We use personal data for the following purposes:

  • To provide, maintain, and improve the Services.
  • To detect, prevent, and mitigate fraud and other illicit activities.
  • To comply with applicable laws and regulatory obligations (e.g., AML, CFT, sanctions compliance).
  • To communicate with customers about updates, security alerts, and administrative messages.
  • To provide technical support and customer success services.
  • To conduct research, analytics, and product development.
  • To enforce our Terms of Service and other agreements.

4. Legal Bases for Processing

Where required under applicable laws (e.g., GDPR), we process personal data based on the following legal grounds:

  • Performance of a contract – providing the Services to customers.
  • Compliance with legal obligations – meeting AML, CFT, and regulatory requirements.
  • Legitimate interests – improving our Services, preventing fraud, and securing systems.
  • Consent – where customers or website visitors provide explicit consent (e.g., marketing communications).

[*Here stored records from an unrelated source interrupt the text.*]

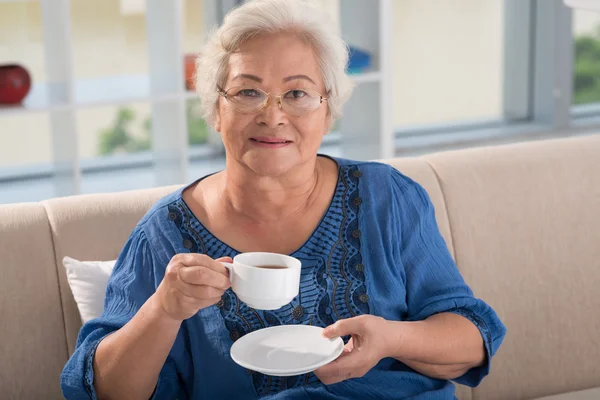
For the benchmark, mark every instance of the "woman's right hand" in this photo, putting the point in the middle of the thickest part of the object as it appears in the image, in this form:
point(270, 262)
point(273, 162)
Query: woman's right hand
point(192, 282)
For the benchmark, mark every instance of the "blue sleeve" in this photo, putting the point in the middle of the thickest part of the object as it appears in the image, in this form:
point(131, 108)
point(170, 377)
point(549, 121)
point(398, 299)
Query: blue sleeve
point(433, 283)
point(130, 285)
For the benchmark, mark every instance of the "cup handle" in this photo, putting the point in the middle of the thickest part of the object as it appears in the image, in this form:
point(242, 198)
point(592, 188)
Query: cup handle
point(229, 267)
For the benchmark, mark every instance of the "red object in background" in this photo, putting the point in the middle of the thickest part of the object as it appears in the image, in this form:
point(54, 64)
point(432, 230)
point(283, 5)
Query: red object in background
point(15, 83)
point(190, 71)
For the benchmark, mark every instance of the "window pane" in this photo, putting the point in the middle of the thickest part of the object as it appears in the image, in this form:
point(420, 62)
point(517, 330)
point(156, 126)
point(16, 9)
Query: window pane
point(25, 157)
point(586, 68)
point(110, 50)
point(447, 60)
point(115, 147)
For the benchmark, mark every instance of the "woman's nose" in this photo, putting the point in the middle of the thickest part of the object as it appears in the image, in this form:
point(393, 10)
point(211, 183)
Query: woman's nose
point(272, 113)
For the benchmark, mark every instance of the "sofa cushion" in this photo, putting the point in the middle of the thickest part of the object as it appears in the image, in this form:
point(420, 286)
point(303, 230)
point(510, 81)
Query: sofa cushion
point(590, 394)
point(87, 281)
point(93, 227)
point(33, 347)
point(525, 227)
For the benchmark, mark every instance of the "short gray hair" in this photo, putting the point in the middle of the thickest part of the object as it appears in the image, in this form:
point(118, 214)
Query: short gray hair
point(270, 17)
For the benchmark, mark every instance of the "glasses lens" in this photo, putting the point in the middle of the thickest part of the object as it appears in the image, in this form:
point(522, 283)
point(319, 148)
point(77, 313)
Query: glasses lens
point(300, 101)
point(246, 99)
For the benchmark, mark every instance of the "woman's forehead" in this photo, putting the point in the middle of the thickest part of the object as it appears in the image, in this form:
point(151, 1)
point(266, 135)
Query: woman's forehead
point(275, 58)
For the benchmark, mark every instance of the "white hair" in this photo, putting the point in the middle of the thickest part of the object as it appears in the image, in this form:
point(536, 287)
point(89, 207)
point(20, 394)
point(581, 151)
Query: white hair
point(271, 17)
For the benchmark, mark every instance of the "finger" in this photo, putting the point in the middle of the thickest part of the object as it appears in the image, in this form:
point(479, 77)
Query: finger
point(344, 367)
point(198, 292)
point(343, 327)
point(204, 276)
point(194, 259)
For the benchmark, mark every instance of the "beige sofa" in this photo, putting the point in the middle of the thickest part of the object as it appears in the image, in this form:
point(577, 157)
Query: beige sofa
point(522, 221)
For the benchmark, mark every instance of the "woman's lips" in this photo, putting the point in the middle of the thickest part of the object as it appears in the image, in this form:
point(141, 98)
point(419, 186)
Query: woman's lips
point(270, 142)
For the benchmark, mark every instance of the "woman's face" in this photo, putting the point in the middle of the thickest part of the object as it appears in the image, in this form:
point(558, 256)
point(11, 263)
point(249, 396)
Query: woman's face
point(271, 142)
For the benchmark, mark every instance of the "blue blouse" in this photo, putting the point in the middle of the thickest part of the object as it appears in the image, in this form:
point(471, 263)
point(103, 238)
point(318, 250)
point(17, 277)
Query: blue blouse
point(377, 250)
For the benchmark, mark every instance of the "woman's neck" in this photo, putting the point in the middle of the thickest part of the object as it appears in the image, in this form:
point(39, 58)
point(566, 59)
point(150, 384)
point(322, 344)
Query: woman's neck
point(263, 200)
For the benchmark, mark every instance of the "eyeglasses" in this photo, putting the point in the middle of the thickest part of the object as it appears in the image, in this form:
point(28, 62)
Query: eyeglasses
point(297, 102)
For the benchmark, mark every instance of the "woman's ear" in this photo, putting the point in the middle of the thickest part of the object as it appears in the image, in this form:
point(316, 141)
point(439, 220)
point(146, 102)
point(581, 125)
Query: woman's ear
point(217, 124)
point(328, 124)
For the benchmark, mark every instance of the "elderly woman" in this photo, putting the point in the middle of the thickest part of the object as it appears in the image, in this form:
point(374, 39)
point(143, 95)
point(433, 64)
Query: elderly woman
point(375, 269)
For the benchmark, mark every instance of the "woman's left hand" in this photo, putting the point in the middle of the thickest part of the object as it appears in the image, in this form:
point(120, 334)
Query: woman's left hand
point(362, 352)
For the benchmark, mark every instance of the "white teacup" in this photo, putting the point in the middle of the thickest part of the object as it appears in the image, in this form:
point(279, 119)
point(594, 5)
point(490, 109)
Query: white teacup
point(264, 281)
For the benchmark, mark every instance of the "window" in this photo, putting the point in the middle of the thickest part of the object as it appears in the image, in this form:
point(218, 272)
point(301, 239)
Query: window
point(448, 59)
point(586, 64)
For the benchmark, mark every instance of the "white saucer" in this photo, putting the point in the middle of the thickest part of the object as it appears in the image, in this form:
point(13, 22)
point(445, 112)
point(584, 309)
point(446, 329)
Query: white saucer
point(286, 350)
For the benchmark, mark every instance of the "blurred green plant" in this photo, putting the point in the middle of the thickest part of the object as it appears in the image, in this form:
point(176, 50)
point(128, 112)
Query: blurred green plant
point(586, 77)
point(118, 137)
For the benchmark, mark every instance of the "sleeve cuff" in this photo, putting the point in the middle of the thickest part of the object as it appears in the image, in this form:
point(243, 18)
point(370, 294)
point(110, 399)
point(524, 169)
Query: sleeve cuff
point(475, 375)
point(88, 376)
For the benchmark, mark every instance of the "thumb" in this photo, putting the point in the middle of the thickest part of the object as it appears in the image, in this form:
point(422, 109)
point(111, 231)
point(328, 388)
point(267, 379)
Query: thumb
point(342, 327)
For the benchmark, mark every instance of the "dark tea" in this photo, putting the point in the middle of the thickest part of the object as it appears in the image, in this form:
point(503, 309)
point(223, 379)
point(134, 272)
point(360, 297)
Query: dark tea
point(271, 266)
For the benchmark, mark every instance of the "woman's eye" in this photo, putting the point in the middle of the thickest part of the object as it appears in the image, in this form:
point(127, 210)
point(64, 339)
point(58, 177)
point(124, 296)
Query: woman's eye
point(248, 93)
point(296, 94)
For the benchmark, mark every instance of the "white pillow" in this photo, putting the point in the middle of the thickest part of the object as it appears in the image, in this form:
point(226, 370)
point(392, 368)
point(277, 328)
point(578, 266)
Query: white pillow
point(88, 280)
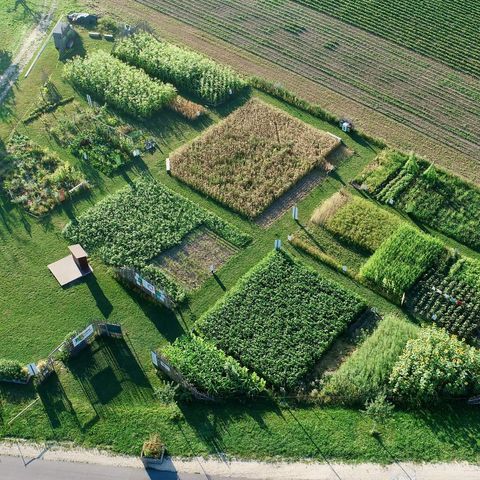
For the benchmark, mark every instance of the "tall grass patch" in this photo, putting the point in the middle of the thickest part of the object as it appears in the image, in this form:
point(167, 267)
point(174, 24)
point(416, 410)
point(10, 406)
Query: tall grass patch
point(280, 319)
point(189, 71)
point(430, 195)
point(140, 221)
point(365, 374)
point(356, 220)
point(401, 260)
point(252, 157)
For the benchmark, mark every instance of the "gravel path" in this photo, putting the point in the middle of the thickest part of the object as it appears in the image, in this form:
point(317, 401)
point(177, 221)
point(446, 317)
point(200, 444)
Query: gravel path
point(212, 468)
point(30, 45)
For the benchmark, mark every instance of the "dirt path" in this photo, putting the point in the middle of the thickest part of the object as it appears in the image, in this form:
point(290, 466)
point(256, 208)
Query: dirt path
point(369, 119)
point(251, 470)
point(30, 45)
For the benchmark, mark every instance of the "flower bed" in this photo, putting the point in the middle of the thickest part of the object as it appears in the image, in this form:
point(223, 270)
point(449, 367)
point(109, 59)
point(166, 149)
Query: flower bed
point(37, 179)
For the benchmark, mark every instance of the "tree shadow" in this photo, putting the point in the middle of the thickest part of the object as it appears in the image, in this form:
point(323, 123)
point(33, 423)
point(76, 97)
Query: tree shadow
point(55, 401)
point(101, 300)
point(109, 373)
point(5, 60)
point(164, 319)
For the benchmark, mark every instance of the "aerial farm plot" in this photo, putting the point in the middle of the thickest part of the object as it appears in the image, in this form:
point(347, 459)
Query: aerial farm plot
point(428, 97)
point(280, 319)
point(135, 225)
point(252, 157)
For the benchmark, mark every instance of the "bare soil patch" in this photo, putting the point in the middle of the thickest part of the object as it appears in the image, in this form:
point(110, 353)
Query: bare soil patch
point(252, 157)
point(302, 188)
point(189, 262)
point(405, 124)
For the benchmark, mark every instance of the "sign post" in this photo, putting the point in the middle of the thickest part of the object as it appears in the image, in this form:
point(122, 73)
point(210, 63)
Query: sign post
point(295, 213)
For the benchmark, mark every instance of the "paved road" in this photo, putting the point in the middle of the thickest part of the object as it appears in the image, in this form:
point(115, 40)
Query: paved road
point(12, 468)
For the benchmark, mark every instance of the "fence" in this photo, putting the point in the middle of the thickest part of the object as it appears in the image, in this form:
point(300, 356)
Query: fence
point(72, 346)
point(162, 364)
point(145, 286)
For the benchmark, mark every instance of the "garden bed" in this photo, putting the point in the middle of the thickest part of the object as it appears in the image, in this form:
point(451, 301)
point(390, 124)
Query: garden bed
point(252, 157)
point(431, 196)
point(189, 262)
point(280, 319)
point(97, 137)
point(36, 178)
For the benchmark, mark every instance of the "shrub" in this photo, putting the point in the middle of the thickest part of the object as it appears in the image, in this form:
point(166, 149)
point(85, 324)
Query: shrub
point(190, 71)
point(252, 157)
point(96, 137)
point(37, 178)
point(359, 221)
point(120, 85)
point(206, 367)
point(401, 260)
point(12, 370)
point(280, 319)
point(365, 374)
point(433, 366)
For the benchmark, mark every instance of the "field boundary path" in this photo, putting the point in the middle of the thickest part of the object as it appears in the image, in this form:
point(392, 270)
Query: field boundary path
point(213, 468)
point(29, 46)
point(368, 118)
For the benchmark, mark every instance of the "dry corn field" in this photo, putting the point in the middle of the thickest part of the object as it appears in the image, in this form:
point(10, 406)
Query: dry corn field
point(420, 93)
point(252, 157)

5. Data Sharing & Disclosure

We do not sell personal data. We may share data with:

  • Service providers – hosting, cloud infrastructure, analytics, support tools.
  • Regulatory and law enforcement authorities – where required by law.
  • Business transfers – in the event of a merger, acquisition, or sale of assets.
  • Affiliates and subsidiaries – to provide Services globally.

All third parties are bound by contractual obligations to protect data in accordance with this Privacy Policy.

6. International Transfers

Ambriel operates globally and may transfer personal data outside of the country of origin. Where data is transferred outside the European Economic Area (EEA), we ensure appropriate safeguards (e.g., Standard Contractual Clauses, adequacy decisions).

7. Data Retention

We retain personal data for as long as necessary to:

  • Provide the Services.
  • Comply with legal and regulatory obligations.
  • Resolve disputes and enforce agreements.

Retention periods may vary depending on the type of data and the purpose of processing.

8. Security

We implement appropriate technical and organizational measures to protect personal data, including:

  • Encryption in transit and at rest.
  • Access controls and authentication.
  • Regular audits and monitoring.

However, no system is completely secure, and we cannot guarantee absolute security of data.

9. Your Rights

Depending on your jurisdiction, you may have the following rights regarding your personal data:

  • Access to your data.
  • Rectification of inaccurate or incomplete data.
  • Erasure of data (“right to be forgotten”).
  • Restriction of processing.
  • Data portability.
  • Objection to processing.
  • Withdrawal of consent (where processing is based on consent).

Requests should be directed to privacy@[insert-domain].com. We may need to verify your identity before fulfilling requests.

10. Customer Responsibilities

If you are a customer using the Services, you are responsible for:

  • Providing legally sufficient privacy notices to your end-users.
  • Obtaining all required consents from your end-users.
  • Complying with applicable privacy and data protection laws.

11. Children’s Privacy

The Services are not directed to individuals under 18. We do not knowingly collect personal data from children. If you believe a child has provided us with personal data, please contact us, and we will delete it.

12. Changes to this Policy

We may update this Privacy Policy from time to time. Updates will be posted on our website with a revised “Last updated” date. If changes are material, we will notify customers by email or through the Services.

13. Contact Us

If you have questions about this Privacy Policy, please contact us:

Ambriel Technologies 
Email: legal[at]ambriel.io

Website: ambriel.io/contact

By using the Services, you acknowledge that you have read, understood, and agree to this Privacy Policy.